There were several limitations of the present study: (1) The increased serum ACE2 levels in acute MI subjects could be from multiple sources such as vascular smooth muscle cells, endothelial cells, and cardiomyocytes. We only used cardiomyocytes in vitro to identify the causal relationship between Arg972 IRS-1 and serum ACE2 levels in acute MI subjects. The increased level of secreted/soluble ACE2 in the culture media of cardiomyocytes under hypoxia did suggest that cardiomyocyte-secreted ACE2 could at least partially account for the increased serum ACE2 levels in acute MI patients. However, it would be interesting in future studies to explore the effects of insulin/IRS-1 signaling on ACE2 expression in other cell types. (2) There are many other pathophysiological factors involved in acute MI besides hypoxia. We only explored the effect of insulin/IRS-1 signaling on ACE2 expression under hypoxia and normoxia. It would be interesting to investigate how insulin/IRS-1 signaling regulates ACE2 expression under the influence of other conditions involved in acute MI (e.g. increased cardiomyocyte apoptosis and inflammatory responses, etc.). Nevertheless, based on in vivo and in vitro data, we have shown a potential causal relationship between Arg972 IRS-1 and serum ACE2 levels in acute MI patients. Our findings suggest that insulin/IRS-1/PI3K signaling exerts cardioprotective effects after acute MI at least partially through increased ACE2 expression; in agreement with this, Arg972 IRS-1 impairs insulin/IRS-1 signaling and results in decreased ACE2 expression after acute MI, which leads to more severe MI. Thus, insulin/IRS-1/PI3K signaling and ACE2 could be potential new targets for acute MI therapy. In addition, our study suggest that special attention should be paid to acute MI patients carrying Arg972 IRS-1, for they tend to have more severe MI and poorer prognosis than those carrying wild type IRS-1.
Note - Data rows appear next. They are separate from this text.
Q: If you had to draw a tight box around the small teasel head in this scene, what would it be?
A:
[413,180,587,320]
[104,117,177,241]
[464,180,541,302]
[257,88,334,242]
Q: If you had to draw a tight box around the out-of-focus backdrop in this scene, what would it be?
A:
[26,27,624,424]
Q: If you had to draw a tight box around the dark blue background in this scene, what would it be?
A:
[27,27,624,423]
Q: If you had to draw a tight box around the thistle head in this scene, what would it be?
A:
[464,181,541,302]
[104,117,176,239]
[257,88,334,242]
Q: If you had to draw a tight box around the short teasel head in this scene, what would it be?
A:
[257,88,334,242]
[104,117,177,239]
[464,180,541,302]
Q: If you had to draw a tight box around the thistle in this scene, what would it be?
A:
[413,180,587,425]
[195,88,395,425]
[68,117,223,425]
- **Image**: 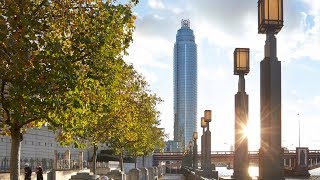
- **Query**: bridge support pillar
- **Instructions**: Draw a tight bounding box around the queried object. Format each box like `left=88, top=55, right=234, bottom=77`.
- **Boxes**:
left=259, top=29, right=284, bottom=180
left=293, top=147, right=312, bottom=177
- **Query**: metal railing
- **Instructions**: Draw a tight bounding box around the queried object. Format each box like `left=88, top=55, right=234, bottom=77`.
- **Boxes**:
left=0, top=157, right=53, bottom=172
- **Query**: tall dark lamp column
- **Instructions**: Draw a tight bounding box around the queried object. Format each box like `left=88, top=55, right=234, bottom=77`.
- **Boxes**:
left=193, top=132, right=198, bottom=170
left=204, top=110, right=212, bottom=172
left=258, top=0, right=284, bottom=180
left=201, top=117, right=207, bottom=169
left=233, top=48, right=251, bottom=180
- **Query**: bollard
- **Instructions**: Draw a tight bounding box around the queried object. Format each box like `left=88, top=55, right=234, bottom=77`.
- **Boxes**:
left=107, top=170, right=126, bottom=180
left=140, top=168, right=149, bottom=180
left=128, top=168, right=142, bottom=180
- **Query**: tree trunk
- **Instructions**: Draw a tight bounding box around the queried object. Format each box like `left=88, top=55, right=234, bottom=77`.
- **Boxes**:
left=92, top=145, right=98, bottom=174
left=120, top=150, right=123, bottom=172
left=134, top=156, right=137, bottom=168
left=10, top=128, right=21, bottom=180
left=142, top=155, right=144, bottom=167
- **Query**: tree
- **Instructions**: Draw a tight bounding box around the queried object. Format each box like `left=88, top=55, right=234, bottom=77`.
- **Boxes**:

In conclusion, our in vivo data indicate that Arg972-IRS-1 is associated with decreased serum ACE2 levels in acute MI patients. Our in vitro data demonstrate that impairment of insulin/IRS-1/PI3K signaling by overexpression of Arg972-IRS-1, knockdown of endogenous IRS-1, or PI3K inhibitor can abolish hypoxia-induced IRS-1-associated PI3K activity and ACE2 expression in human cardiomyocytes, which suggests a causal relationship between Arg972-IRS-1 and decreased serum ACE2 levels in acute MI patients. Our in vitro data also indicate that insulin/IRS-1/PI3K signaling is required for ACE2 expression in cardiomyocytes, and that hypoxia can markedly enhance the induction effect of insulin/IRS-1/PI3K signaling on ACE2 expression in cardiomyocytes. This study provides the first evidence of crosstalk between insulin/IRS-1/PI3K signaling and RAS after acute MI, thereby adding fresh insights into the pathophysiology and treatment of acute MI.